В начале мировой войны ее отец, видный рижский адвокат, решил переехать в столицу, подальше от линии фронта.
В начале июля вернувшийся после поездки в Севастополь Гумилёв позвал Жоржа пойти с ним к Ахматовой. Тогда она была замужем за Владимиром Шилейко, сам же Шилейко находился в Царском Селе, а Гумилёв предпочитал видеться со своей бывшей женой только на людях. Был ли это его последний приход к Анне Андреевне? Пешком отправились с Жоржем на Сергиевскую улицу. Подойдя к дому, Гумилёв крикнул в открытое окно: "Аня!" Ахматова выглянула в окно, с неудовольствием увидела, что Гумилёв не один, и провела их к себе. Гумилёв явился с дурной вестью. В Крыму жила мать Ахматовой, он навестил ее. Плачущая теща сообщила о смерти сына - брата Ахматовой, о чем и пришел известить Гумилёв. Помолчали. Потом заговорили об издательстве Зиновия Гржебина, с которым Ахматова тогда судилась. "Но Гржебин прав", - холодно сказал Гумилёв. Георгий Иванов, до сих пор молчавший, сострил, заступаясь за Ахматову: "Он не прав уже потому, что он Гржебин".
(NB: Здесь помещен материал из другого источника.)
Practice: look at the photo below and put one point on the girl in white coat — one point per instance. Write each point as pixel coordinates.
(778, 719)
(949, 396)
В конце июля Гумилёв подписал договор со "Всемирной литературой" на редактирование романа Мюссе "Исповедь сына века" в переводе Георгия Иванова. А на другой день состоялось общее собрание Союза поэтов. При нем существовал Клуб поэтов, и как раз о нем зашел разговор на собрании. Георгий Иванов предложил передать руководство Клубом Цеху поэтов, с чем собрание согласилось. Но для Гумилёва уже абсолютно все было поздно. Георгий Иванов, даже в ту жестокую пору, не мог себе представить, что Гумилёву оставалось жить только четыре дня на свободе и четыре недели до казни.
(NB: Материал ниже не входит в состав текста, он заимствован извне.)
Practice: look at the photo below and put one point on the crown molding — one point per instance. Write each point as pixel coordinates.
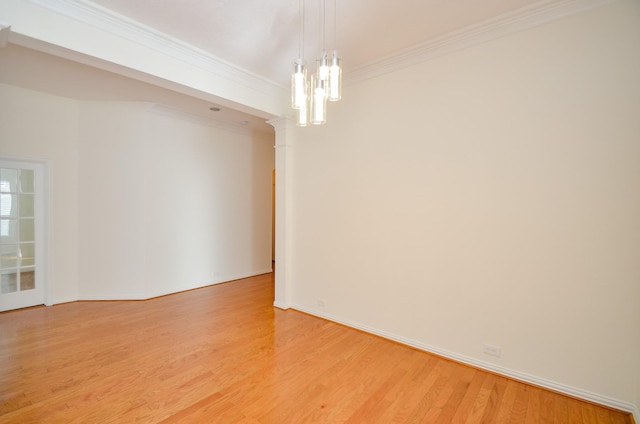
(121, 26)
(509, 23)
"Сады" - лучший сборник первой половины жизни Георгия Иванова. Теме любви к женщине посвящено каждое пятое стихотворение. Все они автобиографичны, среди них – подлинные шедевры. Георгий Иванов жил, очарованный встречами с будущей женой, единственной женщиной, которую по-настоящему любил в своей жизни, и стихи о начале этой любви сам ценил чрезвычайно. Признаки той высокой самооценки обнаруживаются на протяжении многих последующих лет. Он включил, например, любовную лирику "Садов" в свою книгу, изданную к 25-летию его творческой деятельности. А в самом последнем сборнике (1958) снова вернулся к стихам о любви из "Садов", взяв строки из них в качестве эпиграфа – "И разве мог бы я, о посуди сама,/ В твои глаза взглянуть и не сойти с ума". И как отзвук на этот эпиграф пишет новое стихотворение:
Ты не расслышала, а я не повторил.
Был Петербург, апрель, закатный час,
Сиянье, волны, каменные львы…
И ветерок с Невы
Договорил за нас.
("Ты не расслышала, а я не повторил…")
На биографические признания его стихи петербургского периода в целом довольно скупы. Но они проявляют биографический характер тем определеннее, чем подробнее мы узнаем о жизни их автора. А без знания жизненного пути многие стихи теряют часть своего содержания. На биографию можно взглянуть как на комментарий к стихам, тогда понятнее становится творческое развитие. Эволюция в мироощущении прямо сказалась и на формальной стороне его стихов. В "Садах" отчетливо видно, что поэт наконец самореализовался, выразил свою личность. "Сады" - лебединая песня его романтизма и предчувствие чего-то другого, что еще только должно влиться в его творчество. Эта книга - повторение пушкинского шага, хотя и на акмеистической тропе: от фонтана Бахчисарая к новой классике. В ней настойчиво присутствует образ воды как психологического зеркала. Поэтичен у Г. Иванова сам контраст широких пространств в "Садах" и их камерных настроений.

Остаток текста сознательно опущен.